Rabbi Samson Raphael Hirsch sheds some light on the narrative:

Pinhas asserted My Rights and made them respected among the people, and thereby saved the whole nation from destruction into which they would irrevocably have fallen had I been forced to assert My Rights Myself. If a challenge to God finds no champion among a circle of human beings and the consciousness of the Rights which God has on them has disappeared from this circle, then they have lost God, and thereby their own future existence. And this must be the case especially in the Jewish circle of human beings, Israel, whose whole human historical existence rests on the word “li,” “[they belong] to me,” with which God has called Israel “His possession” and thereby dedicated every member of it to be “His” in every phase of its existence, and for all eternity makes this Right of Possession valid. Israel is either “God’s” or it ceases to exist. One such single man, Pinhas, and one such single manly deed become the savior of the entire nation. (Commentary on Numbers, 432)

Hirsch does well in highlighting the depth of Pinehas’s loyalty to and sympathy for God helping us grasp the motivation for such a severe act.
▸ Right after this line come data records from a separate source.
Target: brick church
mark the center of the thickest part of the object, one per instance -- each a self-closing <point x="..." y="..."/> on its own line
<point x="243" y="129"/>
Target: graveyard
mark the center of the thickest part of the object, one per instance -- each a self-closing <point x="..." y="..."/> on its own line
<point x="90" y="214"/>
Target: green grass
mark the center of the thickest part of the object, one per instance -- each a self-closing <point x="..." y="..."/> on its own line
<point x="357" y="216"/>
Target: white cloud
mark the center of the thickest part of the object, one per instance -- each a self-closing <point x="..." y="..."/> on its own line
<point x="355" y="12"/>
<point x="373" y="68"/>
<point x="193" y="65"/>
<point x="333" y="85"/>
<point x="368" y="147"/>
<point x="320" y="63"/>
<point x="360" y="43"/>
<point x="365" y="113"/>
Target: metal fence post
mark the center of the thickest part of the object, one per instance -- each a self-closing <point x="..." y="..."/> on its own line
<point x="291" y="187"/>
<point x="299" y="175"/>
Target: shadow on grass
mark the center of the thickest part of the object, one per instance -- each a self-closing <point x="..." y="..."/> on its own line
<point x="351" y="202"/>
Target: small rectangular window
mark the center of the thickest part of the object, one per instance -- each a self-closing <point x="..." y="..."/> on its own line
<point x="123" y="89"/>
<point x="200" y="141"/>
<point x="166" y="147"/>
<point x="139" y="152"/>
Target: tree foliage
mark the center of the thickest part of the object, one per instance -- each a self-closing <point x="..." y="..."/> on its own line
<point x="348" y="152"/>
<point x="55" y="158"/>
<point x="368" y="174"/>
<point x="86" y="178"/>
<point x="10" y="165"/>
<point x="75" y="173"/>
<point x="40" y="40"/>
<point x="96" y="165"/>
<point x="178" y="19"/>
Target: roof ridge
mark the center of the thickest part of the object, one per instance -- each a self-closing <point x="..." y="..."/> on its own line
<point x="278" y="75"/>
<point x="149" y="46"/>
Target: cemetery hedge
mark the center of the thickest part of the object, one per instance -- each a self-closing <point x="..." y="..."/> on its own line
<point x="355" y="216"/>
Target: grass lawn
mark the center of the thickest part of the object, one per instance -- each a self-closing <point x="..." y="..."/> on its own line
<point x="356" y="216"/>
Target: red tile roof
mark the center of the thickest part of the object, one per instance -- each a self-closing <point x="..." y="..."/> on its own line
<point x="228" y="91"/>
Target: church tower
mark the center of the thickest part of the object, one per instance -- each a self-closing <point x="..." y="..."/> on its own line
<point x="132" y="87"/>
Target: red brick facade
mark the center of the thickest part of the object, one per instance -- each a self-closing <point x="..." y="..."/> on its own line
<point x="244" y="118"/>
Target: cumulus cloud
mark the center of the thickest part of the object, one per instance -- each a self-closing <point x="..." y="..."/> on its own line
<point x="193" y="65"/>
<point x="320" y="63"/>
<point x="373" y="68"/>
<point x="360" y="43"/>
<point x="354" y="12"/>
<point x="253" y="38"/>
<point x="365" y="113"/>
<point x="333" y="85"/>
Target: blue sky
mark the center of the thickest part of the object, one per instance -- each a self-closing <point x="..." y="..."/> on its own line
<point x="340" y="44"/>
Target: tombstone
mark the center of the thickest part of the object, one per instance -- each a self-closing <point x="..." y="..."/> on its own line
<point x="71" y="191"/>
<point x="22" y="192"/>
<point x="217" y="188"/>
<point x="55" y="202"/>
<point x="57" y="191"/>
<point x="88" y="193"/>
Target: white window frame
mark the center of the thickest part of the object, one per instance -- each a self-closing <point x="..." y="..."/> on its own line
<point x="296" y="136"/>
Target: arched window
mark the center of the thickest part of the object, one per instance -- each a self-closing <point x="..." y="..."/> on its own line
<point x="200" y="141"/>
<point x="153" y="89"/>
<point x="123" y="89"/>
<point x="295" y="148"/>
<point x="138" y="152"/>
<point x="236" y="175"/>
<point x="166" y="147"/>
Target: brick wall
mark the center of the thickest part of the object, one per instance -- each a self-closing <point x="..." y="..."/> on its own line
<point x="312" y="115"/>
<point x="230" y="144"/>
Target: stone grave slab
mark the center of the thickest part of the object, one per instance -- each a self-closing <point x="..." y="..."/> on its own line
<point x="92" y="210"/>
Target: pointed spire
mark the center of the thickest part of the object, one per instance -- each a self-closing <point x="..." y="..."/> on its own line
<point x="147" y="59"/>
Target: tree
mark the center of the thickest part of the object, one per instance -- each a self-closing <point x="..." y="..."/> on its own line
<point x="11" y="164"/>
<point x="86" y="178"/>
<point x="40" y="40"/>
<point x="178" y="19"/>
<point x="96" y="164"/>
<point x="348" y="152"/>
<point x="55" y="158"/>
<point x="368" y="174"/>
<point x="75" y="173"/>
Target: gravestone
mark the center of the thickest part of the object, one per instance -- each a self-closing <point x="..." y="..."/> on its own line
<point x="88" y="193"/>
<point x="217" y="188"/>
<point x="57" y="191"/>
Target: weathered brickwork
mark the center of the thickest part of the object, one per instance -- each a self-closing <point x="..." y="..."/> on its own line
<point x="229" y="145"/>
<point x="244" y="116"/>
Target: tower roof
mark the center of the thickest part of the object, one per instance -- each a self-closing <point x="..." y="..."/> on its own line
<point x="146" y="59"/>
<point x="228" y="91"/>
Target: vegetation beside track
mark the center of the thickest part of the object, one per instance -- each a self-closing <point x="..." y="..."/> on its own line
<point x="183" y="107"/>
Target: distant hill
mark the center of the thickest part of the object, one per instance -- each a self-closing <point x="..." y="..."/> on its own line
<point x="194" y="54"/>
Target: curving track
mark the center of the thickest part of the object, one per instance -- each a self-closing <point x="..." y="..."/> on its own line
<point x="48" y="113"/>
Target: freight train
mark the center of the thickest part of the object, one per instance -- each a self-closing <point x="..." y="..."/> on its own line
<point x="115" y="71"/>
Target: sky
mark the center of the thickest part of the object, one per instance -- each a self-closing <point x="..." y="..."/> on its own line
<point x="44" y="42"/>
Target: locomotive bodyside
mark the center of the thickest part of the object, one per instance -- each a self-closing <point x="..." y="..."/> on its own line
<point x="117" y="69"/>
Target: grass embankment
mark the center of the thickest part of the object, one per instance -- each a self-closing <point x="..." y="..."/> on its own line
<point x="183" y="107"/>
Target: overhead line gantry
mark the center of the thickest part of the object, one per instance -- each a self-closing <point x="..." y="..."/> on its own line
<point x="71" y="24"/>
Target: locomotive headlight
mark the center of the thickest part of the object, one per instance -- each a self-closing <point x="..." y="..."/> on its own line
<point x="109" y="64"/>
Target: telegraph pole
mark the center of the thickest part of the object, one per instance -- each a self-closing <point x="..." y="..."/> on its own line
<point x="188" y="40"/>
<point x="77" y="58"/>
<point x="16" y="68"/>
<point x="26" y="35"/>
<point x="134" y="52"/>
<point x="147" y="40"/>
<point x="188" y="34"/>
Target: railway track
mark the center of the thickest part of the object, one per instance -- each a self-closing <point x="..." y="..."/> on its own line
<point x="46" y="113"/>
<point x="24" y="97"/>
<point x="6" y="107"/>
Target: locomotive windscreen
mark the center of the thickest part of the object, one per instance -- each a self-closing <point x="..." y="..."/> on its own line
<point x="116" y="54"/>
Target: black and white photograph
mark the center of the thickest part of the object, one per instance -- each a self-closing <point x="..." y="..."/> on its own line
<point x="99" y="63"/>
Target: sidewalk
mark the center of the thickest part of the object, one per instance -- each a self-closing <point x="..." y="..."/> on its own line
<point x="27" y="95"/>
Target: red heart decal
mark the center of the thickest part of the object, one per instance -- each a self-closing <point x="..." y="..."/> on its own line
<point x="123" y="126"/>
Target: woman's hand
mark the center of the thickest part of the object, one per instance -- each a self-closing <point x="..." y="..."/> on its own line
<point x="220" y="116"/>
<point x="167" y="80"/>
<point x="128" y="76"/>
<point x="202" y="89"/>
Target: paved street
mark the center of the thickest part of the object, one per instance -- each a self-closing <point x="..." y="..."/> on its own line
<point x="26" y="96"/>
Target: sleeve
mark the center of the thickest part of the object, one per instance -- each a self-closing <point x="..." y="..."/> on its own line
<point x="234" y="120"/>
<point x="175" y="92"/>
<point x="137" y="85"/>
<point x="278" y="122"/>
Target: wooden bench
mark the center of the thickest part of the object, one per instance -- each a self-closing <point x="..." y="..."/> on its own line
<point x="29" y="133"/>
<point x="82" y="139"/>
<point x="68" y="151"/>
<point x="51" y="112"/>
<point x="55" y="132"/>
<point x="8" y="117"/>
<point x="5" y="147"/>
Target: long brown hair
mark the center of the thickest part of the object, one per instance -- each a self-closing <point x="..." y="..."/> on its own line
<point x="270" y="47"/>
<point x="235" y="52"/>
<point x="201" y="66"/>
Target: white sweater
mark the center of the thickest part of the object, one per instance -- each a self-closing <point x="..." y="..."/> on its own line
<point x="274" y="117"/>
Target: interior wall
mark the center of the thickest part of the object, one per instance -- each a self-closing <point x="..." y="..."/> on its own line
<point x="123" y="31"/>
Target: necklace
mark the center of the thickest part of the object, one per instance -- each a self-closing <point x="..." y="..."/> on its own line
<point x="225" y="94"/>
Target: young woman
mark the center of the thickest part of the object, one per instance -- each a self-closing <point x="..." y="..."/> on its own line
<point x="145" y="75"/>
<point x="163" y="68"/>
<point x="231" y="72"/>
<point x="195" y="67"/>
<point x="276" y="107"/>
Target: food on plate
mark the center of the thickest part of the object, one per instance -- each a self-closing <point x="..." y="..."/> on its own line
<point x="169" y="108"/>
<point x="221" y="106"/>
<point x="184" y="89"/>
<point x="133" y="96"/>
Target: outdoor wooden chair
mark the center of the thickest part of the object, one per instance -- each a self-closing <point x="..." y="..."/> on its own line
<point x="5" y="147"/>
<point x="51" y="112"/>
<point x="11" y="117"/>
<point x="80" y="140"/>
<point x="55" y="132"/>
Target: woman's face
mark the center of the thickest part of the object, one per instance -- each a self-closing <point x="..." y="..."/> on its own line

Our commentator is also to be praised for underscoring the extent to which there must be a partnership between God and humans; it is not enough for humans to sense the divine emotion, but they must also act in constructive ways. There must be a true striving to become a divine people. Given these reflections, the modern reader succeeds in making some sense of Pinehas’s fundamentalism. But still, the overwhelming tension of this narrative remains. An act of unbridled religious fundamentalism not only carries the day, but seems to be rewarded. Then again, perhaps the unique reward serves as a remedy: a “covenant of peace” must temper Pinehas’s zealousness, and “an everlasting priesthood” devoted to the disciplined service of God must be the channel through which Pinehas and his descendants distill their energies. Parashat Pinehas forces us to pause and reflect on the role of religious passion and its destructive as well as constructive consequences.